CVE-2026-47835
HighCVSS 8.6Exploitation Probability (EPSS)
Low risk37th percentile — higher than 37% of all known CVEs
Summary
In Spring AI Vector Stores, a vulnerability allows the use of special characters to force the execution of arbitrary queries in Elasticsearch, OpenSearch, and GemFire VectorDB. Affected components include: spring-ai-elasticsearch-store, spring-ai-opensearch-store, spring-ai-gemfire-store.
Risk Assessment
Exploitation of this vulnerability could lead to unauthorized access to data and execution of dangerous queries, posing a serious threat to the security of the application and the organization's data.
Recommendation
It is recommended to upgrade to version 1.0.9 or 1.1.8 to mitigate this vulnerability and secure the system against potential attacks.

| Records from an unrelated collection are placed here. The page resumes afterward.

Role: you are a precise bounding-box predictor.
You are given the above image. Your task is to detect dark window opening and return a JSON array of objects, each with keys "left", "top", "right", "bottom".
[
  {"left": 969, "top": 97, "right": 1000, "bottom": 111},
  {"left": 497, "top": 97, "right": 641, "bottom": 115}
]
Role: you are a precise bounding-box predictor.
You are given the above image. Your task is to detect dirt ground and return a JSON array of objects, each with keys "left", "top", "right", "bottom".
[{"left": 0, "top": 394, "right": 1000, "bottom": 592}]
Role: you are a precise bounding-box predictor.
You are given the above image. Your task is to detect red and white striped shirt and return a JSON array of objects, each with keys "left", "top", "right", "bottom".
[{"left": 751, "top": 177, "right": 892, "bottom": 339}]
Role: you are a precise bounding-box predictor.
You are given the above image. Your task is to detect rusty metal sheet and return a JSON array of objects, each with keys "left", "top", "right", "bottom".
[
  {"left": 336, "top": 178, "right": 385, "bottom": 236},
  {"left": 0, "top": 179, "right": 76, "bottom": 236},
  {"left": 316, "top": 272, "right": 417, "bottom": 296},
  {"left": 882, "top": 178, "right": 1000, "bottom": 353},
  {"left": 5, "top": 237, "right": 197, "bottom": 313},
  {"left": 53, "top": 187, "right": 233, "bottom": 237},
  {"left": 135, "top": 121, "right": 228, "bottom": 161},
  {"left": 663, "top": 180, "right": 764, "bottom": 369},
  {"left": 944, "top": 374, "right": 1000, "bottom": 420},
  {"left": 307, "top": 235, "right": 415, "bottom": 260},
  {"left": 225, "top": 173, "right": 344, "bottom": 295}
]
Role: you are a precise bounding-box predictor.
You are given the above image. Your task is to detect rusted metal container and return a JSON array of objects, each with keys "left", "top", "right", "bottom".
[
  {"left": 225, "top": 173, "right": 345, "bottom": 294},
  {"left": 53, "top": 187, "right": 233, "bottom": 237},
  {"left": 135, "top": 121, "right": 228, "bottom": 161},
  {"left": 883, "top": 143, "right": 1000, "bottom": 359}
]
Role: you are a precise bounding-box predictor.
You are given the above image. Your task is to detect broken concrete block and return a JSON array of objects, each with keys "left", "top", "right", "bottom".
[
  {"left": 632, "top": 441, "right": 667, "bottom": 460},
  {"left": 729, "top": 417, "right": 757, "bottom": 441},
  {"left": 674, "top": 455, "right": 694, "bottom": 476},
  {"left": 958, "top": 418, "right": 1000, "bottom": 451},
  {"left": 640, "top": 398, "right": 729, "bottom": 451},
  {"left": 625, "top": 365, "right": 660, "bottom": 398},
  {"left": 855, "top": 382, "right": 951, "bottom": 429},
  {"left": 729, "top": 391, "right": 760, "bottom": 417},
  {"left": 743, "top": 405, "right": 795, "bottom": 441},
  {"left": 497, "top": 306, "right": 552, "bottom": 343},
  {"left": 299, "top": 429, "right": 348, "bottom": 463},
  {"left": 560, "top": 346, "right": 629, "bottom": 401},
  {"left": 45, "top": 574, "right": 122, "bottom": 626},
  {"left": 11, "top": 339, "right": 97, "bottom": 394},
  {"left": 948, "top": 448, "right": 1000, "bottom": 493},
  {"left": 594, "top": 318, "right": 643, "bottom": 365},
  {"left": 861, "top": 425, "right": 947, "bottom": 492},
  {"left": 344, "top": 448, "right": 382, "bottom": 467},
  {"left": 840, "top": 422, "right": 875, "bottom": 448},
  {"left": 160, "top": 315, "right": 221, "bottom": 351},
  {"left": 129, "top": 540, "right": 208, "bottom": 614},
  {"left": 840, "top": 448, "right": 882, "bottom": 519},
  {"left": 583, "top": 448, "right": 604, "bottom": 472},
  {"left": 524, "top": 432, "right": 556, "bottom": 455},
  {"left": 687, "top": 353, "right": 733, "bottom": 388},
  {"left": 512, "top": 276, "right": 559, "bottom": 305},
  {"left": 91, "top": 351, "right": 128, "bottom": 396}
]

Original NVD description (English source)
In Spring AI Vector Stores, special characters could be used to force the execution of arbitrary queries in Elasticsearch, OpenSearch, and GemFire VectorDB. Affected components: spring-ai-elasticsearch-store, spring-ai-opensearch-store, spring-ai-gemfire-store. Affected versions: Spring AI 1.0.0 through 1.0.x (fix 1.0.9). Spring AI 1.1.0 through 1.1.x (fix 1.1.8).